Cross-System Flexibility

Partners invest significant time building quotes across many subscriptions and Stripe-driven constraints. In a system with this level of complexity, errors will happen as partners build quotes.

Challenge: Errors appeared at different levels with generic messages that lacked context. Partners often couldn’t understand what went wrong, what was affected, or how to fix it, which interrupted their flow and led to unnecessary escalation.

Decision: I designed a contextual error experience that highlights issues where they occur and explains them in clear, actionable terms, so partners can fix problems without losing their progress or leaving the quote.

Trade-off: Some limitations, particularly from Stripe, meant we couldn’t always provide full detail. In those cases, we chose to be clear about next steps and escalate when needed, rather than give incomplete or misleading guidance.

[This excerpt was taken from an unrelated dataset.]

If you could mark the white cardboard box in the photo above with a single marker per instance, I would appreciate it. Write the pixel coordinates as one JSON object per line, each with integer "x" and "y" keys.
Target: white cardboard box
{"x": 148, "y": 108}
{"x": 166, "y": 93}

Impact: Fewer interruptions, more issues resolved within the flow, and a more reliable experience that keeps partners moving.

Error handling

Beyond Self-Serve Quoting

This showcase intentionally focuses on the signals, systems thinking, and interaction patterns behind the experience.

The deeper story includes operational trade-offs, adoption behaviours, technical constraints, and the broader platform strategy that extended beyond self-serve quoting.